The analysis of the binding pocket in the crystal structure of the μ opioid receptor shows important features that are conserved in the model structures. Both, 4T-hMOP-R and 2T-hMOP-R correctly orient the side chain of K2335.39 toward the binding pocket where it could covalently bind β-FNA, as observed in the crystal structure. The nine positions that directly interact with β-FNA in the crystal structure (D1473.32, Y1483.33, M1513.36, K2335.39, W2936.48, I2966.51, H2976.52, V3006.55, and Y3267.43) are displayed in figure 5A. These residues from the crystal structure are compared with the equivalent residues in 4T-hMOP-R and 2T-hMOP-R (Figures 5B and C). In general, the orientation of the side chains of these nine residues was correctly modeled with rmsd values with the side chains atom of the crystal structure of 1.4 Å and 1.6 Å for the 4T-hMOP-R and 2T-hMOP-R, respectively, even though no ligand was present in creating the models.

Figure 5

Binding pocket comparison. (A) The binding pocket of the crystal structure of mouse μ opioid receptor with the structure of β-FNA (magenta) is displayed. The nine residues that directly interact with β-FNA are indicated. (B) and (C) Comparison of the nine residues in the binding pocket of the crystal structure (yellow) and the 4T-hMOP-R (green) and 2T-hMOP-R (gray) models, respectively.

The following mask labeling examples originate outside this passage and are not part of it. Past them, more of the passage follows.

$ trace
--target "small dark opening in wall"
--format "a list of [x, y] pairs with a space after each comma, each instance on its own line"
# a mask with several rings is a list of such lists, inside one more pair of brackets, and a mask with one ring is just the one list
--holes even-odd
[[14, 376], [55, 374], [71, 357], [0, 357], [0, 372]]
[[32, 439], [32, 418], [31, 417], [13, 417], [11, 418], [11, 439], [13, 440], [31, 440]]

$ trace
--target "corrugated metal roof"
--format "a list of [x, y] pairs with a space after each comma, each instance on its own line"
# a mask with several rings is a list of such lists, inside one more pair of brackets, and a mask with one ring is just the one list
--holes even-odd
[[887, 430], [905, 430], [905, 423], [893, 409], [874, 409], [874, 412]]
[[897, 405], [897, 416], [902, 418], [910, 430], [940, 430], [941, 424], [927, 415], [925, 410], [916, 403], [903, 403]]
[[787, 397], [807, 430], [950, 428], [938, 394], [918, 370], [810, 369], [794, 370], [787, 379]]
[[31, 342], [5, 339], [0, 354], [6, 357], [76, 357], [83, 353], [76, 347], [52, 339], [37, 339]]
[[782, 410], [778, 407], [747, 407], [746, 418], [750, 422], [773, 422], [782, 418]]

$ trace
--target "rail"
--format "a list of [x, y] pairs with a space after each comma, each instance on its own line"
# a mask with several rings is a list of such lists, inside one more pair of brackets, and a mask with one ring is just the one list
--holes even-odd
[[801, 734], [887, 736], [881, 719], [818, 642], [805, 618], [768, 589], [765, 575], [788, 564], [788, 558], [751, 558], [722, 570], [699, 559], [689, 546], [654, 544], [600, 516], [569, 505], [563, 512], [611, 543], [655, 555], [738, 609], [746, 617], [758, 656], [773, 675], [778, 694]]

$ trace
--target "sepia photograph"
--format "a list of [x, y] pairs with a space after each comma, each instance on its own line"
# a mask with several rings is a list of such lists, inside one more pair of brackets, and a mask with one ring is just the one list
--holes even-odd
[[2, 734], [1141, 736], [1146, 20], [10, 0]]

In conclusion, using the newly available crystal structure the murine μ opioid receptor, we demonstrated the relative accuracy of the homology modeling for μ opioid receptor. The addition of more templates improved the accuracy of the model. This was especially relevant in the case of important receptor regions such as the DRY motif, which has been related with receptor activation, and the ligand binding pocket. Additionally, this study shows that some degree of receptor sequence similarity is useful in homology modeling: in the case of the loop EC2 where little consensus in about the alignment was observed, a β-sheet rather than α-helical structure was observed in the crystal structure. The findings have significant implication for the construction of model structures of GPCRs, particularly those of the same family, where crystal structures are still unavailable. Such models can guide the interpretation of experimental findings, the creation of structure-based models for receptor activation, and the formulation of hypotheses regarding these important receptors.